3. SUMMARY OF THE INVENTION

The invention meets this need by proposing an ultrasound measuring device that comprises:

• • a support bearing two ultrasound probes movable relative to each other by slide link, each of the two probes being movable relative to the support by ball-joint link, said probes being capable of simultaneously acquiring two ultrasound images;
  • first measuring means for measuring a relative positioning of said probes comprising one travel sensor and at least two orientation sensors;
  • second measuring means for measuring a positioning of said device relative to a reference plane, comprising at least one orientation sensor;
  • means for localizing at least one point of interest on each of said two ultrasound images;
  • means for processing data coming from said first and second measuring means, capable of delivering a relative spatial position of said points of interest located in said images.

Thus the invention relies on a wholly novel and inventive approach to ultrasound measurement, especially but not exclusively in the context of total hip replacement.

Indeed, the invention proposes an ultrasound measurement device enabling the simultaneous acquisition of two images corresponding to two anatomical zones of interest in the patient. This device is particularly simple to use, because the probes have six degrees of freedom relative to each other, thus enabling the device to adapt well to each patient's morphology, and providing efficient image-capturing conditions.

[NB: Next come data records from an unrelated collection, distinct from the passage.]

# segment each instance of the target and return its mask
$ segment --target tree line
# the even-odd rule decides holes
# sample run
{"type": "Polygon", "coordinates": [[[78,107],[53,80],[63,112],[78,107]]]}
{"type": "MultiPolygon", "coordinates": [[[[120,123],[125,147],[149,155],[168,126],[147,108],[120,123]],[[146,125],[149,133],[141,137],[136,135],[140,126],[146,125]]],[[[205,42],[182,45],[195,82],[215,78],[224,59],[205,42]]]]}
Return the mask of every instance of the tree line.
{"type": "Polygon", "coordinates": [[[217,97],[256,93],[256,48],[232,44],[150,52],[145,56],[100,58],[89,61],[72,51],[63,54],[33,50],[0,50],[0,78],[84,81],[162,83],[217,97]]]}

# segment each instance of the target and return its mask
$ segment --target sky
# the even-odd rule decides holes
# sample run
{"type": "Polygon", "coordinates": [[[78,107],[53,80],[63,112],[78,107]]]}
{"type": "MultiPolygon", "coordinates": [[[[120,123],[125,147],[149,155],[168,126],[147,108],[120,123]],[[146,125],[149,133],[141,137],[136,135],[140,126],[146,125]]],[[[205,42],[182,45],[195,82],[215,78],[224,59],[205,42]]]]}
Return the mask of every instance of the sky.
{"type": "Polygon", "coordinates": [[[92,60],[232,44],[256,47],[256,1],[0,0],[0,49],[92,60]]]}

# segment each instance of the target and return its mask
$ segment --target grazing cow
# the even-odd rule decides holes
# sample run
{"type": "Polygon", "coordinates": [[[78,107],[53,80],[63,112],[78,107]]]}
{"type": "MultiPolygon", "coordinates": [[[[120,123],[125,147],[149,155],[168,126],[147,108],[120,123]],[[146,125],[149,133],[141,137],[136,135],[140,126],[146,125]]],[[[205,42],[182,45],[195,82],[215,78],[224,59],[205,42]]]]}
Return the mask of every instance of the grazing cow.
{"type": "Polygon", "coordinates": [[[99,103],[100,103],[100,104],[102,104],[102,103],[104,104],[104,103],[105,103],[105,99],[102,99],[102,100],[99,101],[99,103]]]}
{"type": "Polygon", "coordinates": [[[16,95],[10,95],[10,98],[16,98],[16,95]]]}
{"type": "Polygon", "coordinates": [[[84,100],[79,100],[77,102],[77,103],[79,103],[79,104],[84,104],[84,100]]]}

This architecture especially enables the practitioner to easily adjust the probes on the anatomical points of interest for the measurement of the pelvic tilt.

In addition, the designing of such a measuring device removes the need to localize the probes, thus enabling the device to be portable and be used in medical consultation. Indeed, the presence of orientation and travel sensors in the measuring device makes it possible to know the position of the two probes, relative to each other and in space. When the anatomical points of interest have been localized in the images acquired by the ultrasound probes, the measuring device of the invention can then directly deduce the relative spatial positions of these anatomical points since the relative positions of the probes are known.

Finally, the measuring device of the invention proposes non-irradiating measurement relying on ultrasound measurement. This is particularly advantageously for the patient, who is thus not exposed to harmful doses of radiation.

According to one embodiment of the invention, said two ultrasound images are a first image of an upper right-hand or left-hand zone of an individual's iliac bone and a second image of a lower zone of said iliac bone, said points of interest comprise an anterior-superior iliac spine and a pubic symphysis of said individual, and said device comprises means to determine a pelvic tilt of said individual on the basis of said relative spatial position of said points of interest.

Indeed, the measuring device of the invention can be applied particularly advantageously in the context of the measurement of a patient's pelvic tilt, i.e. the tilt of the pelvis relative to the vertical, this measurement being done in different positions of the patient (standing, seated, supine). To measure this tilt, it is enough to locate three known points of the pelvis (namely the two anterior-superior iliac spines and the pubic symphysis) defining the APP (anterior pelvic plane) which constitutes the reference plane relative to the patient to measure the pelvic tilt.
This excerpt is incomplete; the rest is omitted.